Bismillahir-Rahmaanir-Rahim …
Sebuah kisah yang menyentuh hati tentang
harapan indah seorang ibu kepada anaknya dan bakti sang anak kepadanya.
Ahmad berumur sebelas tahun ketika ibunya (orang tua tunggal)
mengantarnya untuk kelas Qira’ati (membaca Al Qur’an). Saya suka
anak-anak itu memulai belajar membaca Qur’an di awal usia, terutama anak
laki-laki. Aku sampaikan hal itu pada
Ahmad. Namun ia menyampaikan alasannya, bahwa ibunya selalu berharap
dapat mendengar bacaan Al Qur’an darinya.
Ahmad memulai
pelajaran Qira’atinya dan sejak itu aku berfikir ini merupakan pekerjaan
yang sia-sia. Meskipun aku sudah berusaha keras mengajarinya, ia
tampaknya belum bisa mengenal huruf-huruf hijaiyah dan tidak bisa
menalar bagaimana membacanya.
Namun ia patuh untuk terus membaca Al Qur’an seperti yang kuwajibkan untuk semua murid-muridku.

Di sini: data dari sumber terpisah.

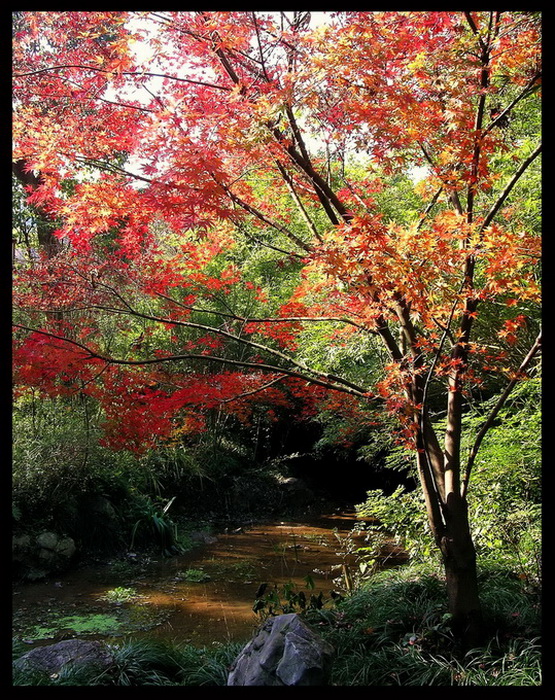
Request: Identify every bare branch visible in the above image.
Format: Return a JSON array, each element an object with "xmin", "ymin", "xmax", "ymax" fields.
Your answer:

Dalam beberapa bulan ia terus berusaha sementara aku menyimak bacaannya
dan terus menyemangatinya. Di setiap akhir pekan ia selalu berkata:
“Ibuku akan mendengarku membaca Al Qur’an suatu hari.” Di balik itu aku
melihatnya tak bisa diharapkan. Ia tidak berbakat!
Aku tak
mengenal ibunya dengan baik. Aku hanya sempat melihatnya dari kejauhan
ketika ia mengantar atau menjemput Ahmad dengan mobil tuanya. Ia selalu
melambaikan tangan kepadaku tapi tak pernah berhenti untuk masuk ke
kelas.
Suatu hari, Ahmad berhenti dari mendatangi kelas kami.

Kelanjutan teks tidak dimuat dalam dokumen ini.